Review of common interview algorithms for Big Data

Source: Internet
Author: User

  

1, the massive log data, extracts one day to visit Baidu the most times the IP.

Solution: The number of IPs is 4 digits from 0 to 256. So he's a 2^32.

Scan the log: Directly put all the first number is n in a file n. So we have 256 files.

For each small file, he found the most visited IP in Baidu (can be counted as a dictionary). Then get 256 IPs. Find the largest in 256 IPs. Overall efficiency O (N)

2. Assume that there are currently 10 million records (these query strings have a high degree of repeatability, although the total is 10 million, but if you remove the duplicates, no more than 3 million.) The higher the repetition of a query string, the more users are queried for it, the more popular it is. ), please count the most popular 10 query strings, requiring no more than 1G of memory to use.
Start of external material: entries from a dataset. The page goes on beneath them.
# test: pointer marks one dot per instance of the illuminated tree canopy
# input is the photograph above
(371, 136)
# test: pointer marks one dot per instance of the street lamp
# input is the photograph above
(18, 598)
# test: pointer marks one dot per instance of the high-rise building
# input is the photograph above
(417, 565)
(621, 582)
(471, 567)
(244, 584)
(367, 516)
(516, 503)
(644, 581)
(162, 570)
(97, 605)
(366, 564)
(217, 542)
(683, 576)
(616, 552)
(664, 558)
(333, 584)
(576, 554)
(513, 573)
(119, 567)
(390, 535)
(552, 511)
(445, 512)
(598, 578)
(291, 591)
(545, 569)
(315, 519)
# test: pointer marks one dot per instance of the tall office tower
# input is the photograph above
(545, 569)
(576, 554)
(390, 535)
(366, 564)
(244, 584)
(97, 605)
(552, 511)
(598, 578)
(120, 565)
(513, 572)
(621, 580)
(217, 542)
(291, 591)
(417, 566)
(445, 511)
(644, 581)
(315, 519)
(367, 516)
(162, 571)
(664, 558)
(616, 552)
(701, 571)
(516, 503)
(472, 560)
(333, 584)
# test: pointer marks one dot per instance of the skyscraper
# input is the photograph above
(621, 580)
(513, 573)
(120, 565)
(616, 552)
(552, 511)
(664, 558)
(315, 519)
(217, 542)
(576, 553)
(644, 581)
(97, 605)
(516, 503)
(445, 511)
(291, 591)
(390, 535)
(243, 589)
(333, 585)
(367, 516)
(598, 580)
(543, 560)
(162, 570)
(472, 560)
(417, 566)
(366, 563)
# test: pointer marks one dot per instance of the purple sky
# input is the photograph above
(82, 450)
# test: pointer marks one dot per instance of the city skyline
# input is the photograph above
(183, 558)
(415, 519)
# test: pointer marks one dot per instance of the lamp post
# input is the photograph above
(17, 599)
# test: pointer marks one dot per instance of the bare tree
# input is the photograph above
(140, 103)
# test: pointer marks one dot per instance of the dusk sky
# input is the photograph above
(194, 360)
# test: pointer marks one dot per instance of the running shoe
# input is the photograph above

Solution: Use a small Gan of length 10 (give a string his frequency if he inserts a heap larger than the top of the stack, otherwise it discards) and trie tree. The string records are given to the trie tree, and the corresponding value is the number of occurrences.

(That is, the scan has already been added). This structure is fast to search. Build a structure while maintaining a small Gan with a length of 10 (update a small Gan for each record or add a record). Finally, the small Gan results can be displayed.

3. Find the non-repeating integer in 250 million integers, note that the memory is not enough to accommodate the 250 million integers.

Classic Bitmap topic. Bitmap to the fastest.

Review of common interview algorithms for Big Data

Related Article

Contact Us

The content source of this page is from Internet, which doesn't represent Alibaba Cloud's opinion; products and services mentioned on that page don't have any relationship with Alibaba Cloud. If the content of the page makes you feel confusing, please write us an email, we will handle the problem within 5 days after receiving your email.

If you find any instances of plagiarism from the community, please send an email to: info-contact@alibabacloud.com and provide relevant evidence. A staff member will contact you within 5 working days.

A Free Trial That Lets You Build Big!

Start building with 50+ products and up to 12 months usage for Elastic Compute Service

  • Sales Support

    1 on 1 presale consultation

  • After-Sales Support

    24/7 Technical Support 6 Free Tickets per Quarter Faster Response

  • Alibaba Cloud offers highly flexible support services tailored to meet your exact needs.